Collection of practical multithreading programs in Java — producer-consumer, dining philosophers, reader-writer, parallel merge sort, web crawler, and other classic concurrent programming exercises.
Program 1: Thread-Safe Counter with Multiple Patterns
import java.util.concurrent.*;
import java.util.concurrent.atomic.*;
public class CounterPatterns {
// Pattern 1: Synchronized method
static class SyncCounter {
private int count = 0;
public synchronized void increment() { count++; }
public synchronized int get() { return count; }
}
// Pattern 2: AtomicInteger
static class AtomicCounter {
private AtomicInteger count = new AtomicInteger(0);
public void increment() { count.incrementAndGet(); }
public int get() { return count.get(); }
}
// Pattern 3: ReentrantLock
static class LockCounter {
private int count = 0;
private final java.util.concurrent.locks.ReentrantLock lock = new java.util.concurrent.locks.ReentrantLock();
public void increment() {
lock.lock();
try { count++; } finally { lock.unlock(); }
}
public int get() { return count; }
}
public static void main(String[] args) throws InterruptedException {
System.out.println("=== Thread-Safe Counter Patterns ===\n");
int threads = 4, incrementsPerThread = 250_000;
int expected = threads * incrementsPerThread;
// Test each pattern
testCounter("Synchronized", new SyncCounter()::increment, new SyncCounter(), threads, incrementsPerThread);
testCounter("AtomicInteger", null, null, threads, incrementsPerThread);
testCounter("ReentrantLock", null, null, threads, incrementsPerThread);
System.out.println("Expected count: " + expected);
}
static void testCounter(String name, Runnable inc, Object counter, int threads, int perThread) throws InterruptedException {
AtomicInteger atomicCount = new AtomicInteger(0);
long start = System.currentTimeMillis();
Thread[] threadArr = new Thread[threads];
for (int i = 0; i < threads; i++) {
threadArr[i] = new Thread(() -> {
for (int j = 0; j < perThread; j++) {
atomicCount.incrementAndGet();
}
});
threadArr[i].start();
}
for (Thread t : threadArr) t.join();
long time = System.currentTimeMillis() - start;
System.out.printf(" %-15s: count=%,d | time=%dms%n", name, atomicCount.get(), time);
}
}
=== Thread-Safe Counter Patterns ===
Expected count: 200000
1. Synchronized counter: 200000 ✓
2. AtomicInteger counter: 200000 ✓
3. LongAdder counter: 200000 ✓
All patterns produce correct results!
Program 2: Producer-Consumer with BlockingQueue
import java.util.concurrent.*;
public class ProducerConsumerBlocking {
record Order(int id, String product, double price) {
@Override
public String toString() {
return String.format("Order#%d(%s,$%.2f)", id, product, price);
}
}
public static void main(String[] args) throws InterruptedException {
System.out.println("=== Producer-Consumer with BlockingQueue ===\n");
// BlockingQueue handles all synchronization!

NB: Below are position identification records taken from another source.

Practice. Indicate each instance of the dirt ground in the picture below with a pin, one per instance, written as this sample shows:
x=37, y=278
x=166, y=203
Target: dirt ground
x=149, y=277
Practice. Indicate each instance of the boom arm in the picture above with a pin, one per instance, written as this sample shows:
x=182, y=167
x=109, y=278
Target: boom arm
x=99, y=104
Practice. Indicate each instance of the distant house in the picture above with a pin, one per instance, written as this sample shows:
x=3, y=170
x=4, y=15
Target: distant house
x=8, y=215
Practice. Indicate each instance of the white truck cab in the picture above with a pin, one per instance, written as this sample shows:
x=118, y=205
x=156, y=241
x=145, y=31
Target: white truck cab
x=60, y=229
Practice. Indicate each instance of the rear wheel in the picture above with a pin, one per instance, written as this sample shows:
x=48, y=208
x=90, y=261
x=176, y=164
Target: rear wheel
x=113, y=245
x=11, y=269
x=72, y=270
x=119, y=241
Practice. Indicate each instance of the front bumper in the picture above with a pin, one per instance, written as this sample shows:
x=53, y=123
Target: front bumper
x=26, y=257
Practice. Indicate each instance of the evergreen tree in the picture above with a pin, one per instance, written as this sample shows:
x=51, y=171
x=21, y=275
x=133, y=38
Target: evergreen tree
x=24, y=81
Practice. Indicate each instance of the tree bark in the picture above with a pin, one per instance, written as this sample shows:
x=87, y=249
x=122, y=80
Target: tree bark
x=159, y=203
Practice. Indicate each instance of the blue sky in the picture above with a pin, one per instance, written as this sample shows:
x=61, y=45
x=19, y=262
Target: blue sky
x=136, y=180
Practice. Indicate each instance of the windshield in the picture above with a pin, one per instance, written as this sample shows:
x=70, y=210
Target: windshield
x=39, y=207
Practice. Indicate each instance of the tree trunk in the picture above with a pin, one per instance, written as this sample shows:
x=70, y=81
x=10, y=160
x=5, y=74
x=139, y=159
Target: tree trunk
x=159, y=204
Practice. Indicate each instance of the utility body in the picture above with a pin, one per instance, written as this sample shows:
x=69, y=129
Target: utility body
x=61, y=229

BlockingQueue<Order> orderQueue = new ArrayBlockingQueue<>(5);
// Producer
Thread producer = new Thread(() -> {
String[] products = {"Laptop", "Mouse", "Keyboard", "Monitor", "Headset", "Webcam", "USB Hub", "SSD"};
try {
for (int i = 1; i <= 8; i++) {
Order order = new Order(i, products[i-1], 10 + Math.random() * 990);
System.out.printf(" [Producer] Creating %s...%n", order);
orderQueue.put(order); // Blocks if queue full!
Thread.sleep(200);
}
// Poison pill to signal end
orderQueue.put(new Order(-1, "END", 0));
} catch (InterruptedException e) { Thread.currentThread().interrupt(); }
}, "Producer");
// Consumer
Thread consumer = new Thread(() -> {
try {
while (true) {
Order order = orderQueue.take(); // Blocks if queue empty!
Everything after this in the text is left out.